İğrendim

NASIL bir ülke olduk...

Haberin Devamı

Artık insanlar “dijital bir linç”le katlediliyor.
Sanal cinayet...
Seri kaset...
Sahte belge...
Kara virüs...
Bir sabah uyandığınızda kendinizi size benzeyen bir porno figürü olarak bulabilirsiniz...
Daha önce birçok kişi, “Bana komplo kurulmuş. Bilgisayarıma virüs yüklenmiş” diye isyan etmişti.
Son kurban Numan Kurtulmuş...
Üretilen bir kaset yüzünden kim bilir neler hissetti?
O sahte görüntüler yüzünden kim bilir kimlere cevap vermek zorunda kaldı.
Ve daha da çirkini...
Önüne gelen utanmaz, sosyal medyada neler yazdı... Ağızlarından salyalar akan bir güruh atladı üzerine...
Neden Kurtulmuş?
Utancımdan arayamadım...
Niye, kimler yapıyor?
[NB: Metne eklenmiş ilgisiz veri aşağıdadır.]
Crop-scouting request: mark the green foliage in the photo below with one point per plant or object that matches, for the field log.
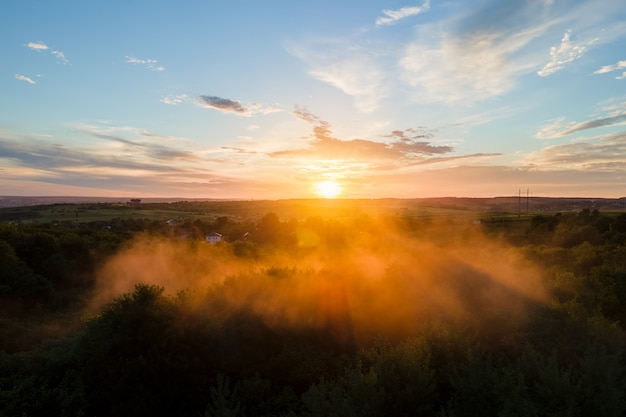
(200, 352)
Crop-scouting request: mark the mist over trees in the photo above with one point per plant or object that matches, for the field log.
(360, 316)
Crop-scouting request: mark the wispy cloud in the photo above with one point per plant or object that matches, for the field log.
(405, 145)
(173, 100)
(560, 128)
(565, 53)
(24, 78)
(227, 105)
(393, 16)
(40, 46)
(150, 64)
(37, 46)
(607, 152)
(354, 70)
(615, 67)
(60, 56)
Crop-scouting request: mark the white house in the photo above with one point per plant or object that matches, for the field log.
(213, 238)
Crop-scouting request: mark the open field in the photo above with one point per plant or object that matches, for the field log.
(471, 208)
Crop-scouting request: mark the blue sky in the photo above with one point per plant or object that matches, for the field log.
(249, 99)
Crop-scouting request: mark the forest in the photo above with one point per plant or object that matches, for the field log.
(368, 315)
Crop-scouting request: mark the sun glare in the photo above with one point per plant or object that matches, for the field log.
(328, 189)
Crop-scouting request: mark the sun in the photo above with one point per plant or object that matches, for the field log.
(328, 189)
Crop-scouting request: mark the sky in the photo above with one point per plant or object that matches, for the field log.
(268, 100)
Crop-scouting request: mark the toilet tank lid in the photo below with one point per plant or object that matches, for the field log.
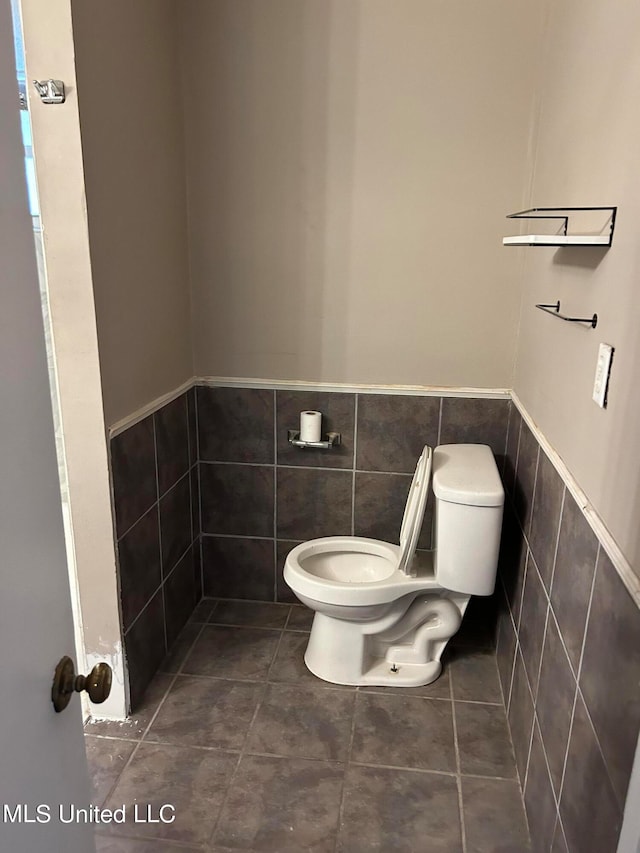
(467, 474)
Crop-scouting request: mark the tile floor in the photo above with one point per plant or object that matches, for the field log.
(256, 754)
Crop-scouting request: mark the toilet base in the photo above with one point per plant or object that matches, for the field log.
(382, 674)
(405, 653)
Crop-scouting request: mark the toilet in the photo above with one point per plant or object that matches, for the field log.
(384, 613)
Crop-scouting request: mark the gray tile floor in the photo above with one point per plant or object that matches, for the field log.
(256, 754)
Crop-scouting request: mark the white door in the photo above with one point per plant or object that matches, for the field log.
(42, 759)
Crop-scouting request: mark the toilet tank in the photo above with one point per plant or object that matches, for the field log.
(469, 499)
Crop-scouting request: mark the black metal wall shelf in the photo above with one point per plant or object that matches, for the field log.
(564, 238)
(554, 310)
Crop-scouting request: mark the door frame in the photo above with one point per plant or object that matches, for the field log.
(73, 346)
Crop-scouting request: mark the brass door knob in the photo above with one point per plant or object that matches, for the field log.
(66, 683)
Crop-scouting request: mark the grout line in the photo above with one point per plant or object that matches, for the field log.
(181, 845)
(237, 536)
(456, 747)
(347, 763)
(584, 702)
(157, 590)
(449, 773)
(197, 466)
(557, 545)
(137, 521)
(506, 438)
(164, 606)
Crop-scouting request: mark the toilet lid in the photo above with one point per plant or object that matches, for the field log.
(414, 511)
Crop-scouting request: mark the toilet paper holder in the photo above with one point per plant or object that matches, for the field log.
(333, 440)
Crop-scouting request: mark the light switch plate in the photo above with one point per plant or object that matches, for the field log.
(603, 370)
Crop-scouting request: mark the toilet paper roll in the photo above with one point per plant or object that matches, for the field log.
(310, 426)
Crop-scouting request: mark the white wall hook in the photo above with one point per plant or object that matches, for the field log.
(51, 91)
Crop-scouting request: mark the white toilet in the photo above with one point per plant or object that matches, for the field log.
(383, 615)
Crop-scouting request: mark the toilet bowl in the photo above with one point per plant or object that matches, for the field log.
(384, 613)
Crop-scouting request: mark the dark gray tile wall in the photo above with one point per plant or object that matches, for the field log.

Amaç nedir?
Bir bakıyorsunuz bir tweet...
Bir You Tube görüntüsü...
İnanılmaz bir kirlenme, çamur, pislik.
Rögar siteleri...
Hep dediğim gibi tükürük hokkasına dönmüş bir sanal âlem..

GAZETECİLER YAZMADAN DA HER ŞEYİ ANLATABİLİR

Nasıl bir gerilim halindeyiz...
Nasıl bir kamplaşma...
“Benim savcım” “senin polisin”den “benim gazetecim” “senin yazarın”a kadar...
Büyük bir çığlıkla sormak istiyorum:
Geldiğimiz noktanın farkında mıyız?
Nazlı Ilıcak atıldı.
Ahmet Taşgetiren “Ayrılmak zorundayım” diyerek ayrıldı...
Ve daha önce işsiz kalan meslektaşlar...
Ece Temelkuran’dan Mehmet Altan’a... Nuray Mert’ten Can Dündar’a kadar...
Onlarca gazeteci, onlarca değerli kalem...
Hangi kamptan, hangi görüşten olursa olsun...
Eğer kalemlere susturucu takılıyorsa...
Tarafsız ve özgür düşüncenin yerini fanatik taraftarların çığlıkları alıyorsa...
Susmuş gazetecilerin sessizlikleri benim için en büyük manşet olur!